Re: Say something you wish you could say to their face.
 
you may be my mother, but i can tell just how much you hate me. i dont know why. you are extremely rude to me and make me feel depressed. then when i start to do something you flip your shit. i have been depressed since before october bu that was the first time i cut. ive been cutting since then. you give me back handed compliments and call me fat and talk about how i need to lose weight and then you treat me like im the bitch when im trying to talk to you like a normal person youi just huff and make me feel unimportant. i hate you so much. you treat me like shit and all i try to do is something right. i cant do anything right. you cant even notice that im depressed or even acting different. i dont want you to squish me with "love" but i want you to take some notice in my life. so thanks for nothing.

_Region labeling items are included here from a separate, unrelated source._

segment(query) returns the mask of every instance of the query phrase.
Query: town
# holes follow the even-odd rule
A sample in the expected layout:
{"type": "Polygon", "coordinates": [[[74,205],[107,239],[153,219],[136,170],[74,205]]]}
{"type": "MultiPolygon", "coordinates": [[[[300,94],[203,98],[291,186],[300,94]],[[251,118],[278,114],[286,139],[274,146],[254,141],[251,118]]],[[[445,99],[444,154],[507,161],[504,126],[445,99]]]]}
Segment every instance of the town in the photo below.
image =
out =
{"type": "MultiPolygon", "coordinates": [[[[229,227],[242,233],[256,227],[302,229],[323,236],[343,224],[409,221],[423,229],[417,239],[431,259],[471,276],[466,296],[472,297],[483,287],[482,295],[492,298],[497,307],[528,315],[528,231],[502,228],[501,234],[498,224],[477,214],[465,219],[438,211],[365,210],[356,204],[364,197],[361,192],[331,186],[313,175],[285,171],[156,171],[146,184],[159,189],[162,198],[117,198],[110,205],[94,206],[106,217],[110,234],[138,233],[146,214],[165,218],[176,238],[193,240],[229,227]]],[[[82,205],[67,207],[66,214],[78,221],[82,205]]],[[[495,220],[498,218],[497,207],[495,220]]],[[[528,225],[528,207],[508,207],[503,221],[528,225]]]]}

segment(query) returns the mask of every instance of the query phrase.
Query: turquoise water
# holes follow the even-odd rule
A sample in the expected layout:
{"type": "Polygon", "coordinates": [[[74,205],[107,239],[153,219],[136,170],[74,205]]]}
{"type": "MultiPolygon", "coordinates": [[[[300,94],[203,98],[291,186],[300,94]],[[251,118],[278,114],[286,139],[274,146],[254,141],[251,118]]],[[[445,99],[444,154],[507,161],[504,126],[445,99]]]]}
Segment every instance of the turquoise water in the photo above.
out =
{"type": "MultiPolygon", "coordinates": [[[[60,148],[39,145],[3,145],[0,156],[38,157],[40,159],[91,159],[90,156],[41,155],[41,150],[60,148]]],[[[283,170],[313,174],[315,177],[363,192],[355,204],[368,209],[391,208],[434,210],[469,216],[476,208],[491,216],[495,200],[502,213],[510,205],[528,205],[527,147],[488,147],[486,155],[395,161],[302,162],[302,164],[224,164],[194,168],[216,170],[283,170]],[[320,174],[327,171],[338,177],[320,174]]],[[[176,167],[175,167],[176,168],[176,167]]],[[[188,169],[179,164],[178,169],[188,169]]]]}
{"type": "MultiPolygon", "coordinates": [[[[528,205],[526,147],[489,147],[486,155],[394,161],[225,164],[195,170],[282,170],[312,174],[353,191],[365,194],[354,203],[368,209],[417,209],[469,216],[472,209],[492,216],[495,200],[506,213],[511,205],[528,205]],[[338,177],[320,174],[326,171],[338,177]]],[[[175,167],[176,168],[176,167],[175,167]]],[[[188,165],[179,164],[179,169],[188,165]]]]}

bitesize December 27th 2014 12:09 AM

Re: Say something you wish you could say to their face.
 
It's weird and a bit sad how much my feelings have changed in the last few weeks, although realistically I always knew they could. How do you expect me to just stay the same and feel the way you want me to feel without you putting in any effort? You can't just not talk to me and expect me to still feel like it's worth spending all my minutes thinking about you. Really. Inevitably, I have hooked up with someone else and am considering dating other people, and am thinking about you less, and I know that that's not your FAULT and being very far away doesn't help, but not contacting me for a week and then sending one or two messages that don't really clarify anything is hardly behaviour that's going to keep any kind of flame lit.

'I think you should come back,' well I'll think so too when I have any kind of fucking reason other than I'd be guaranteed the ride.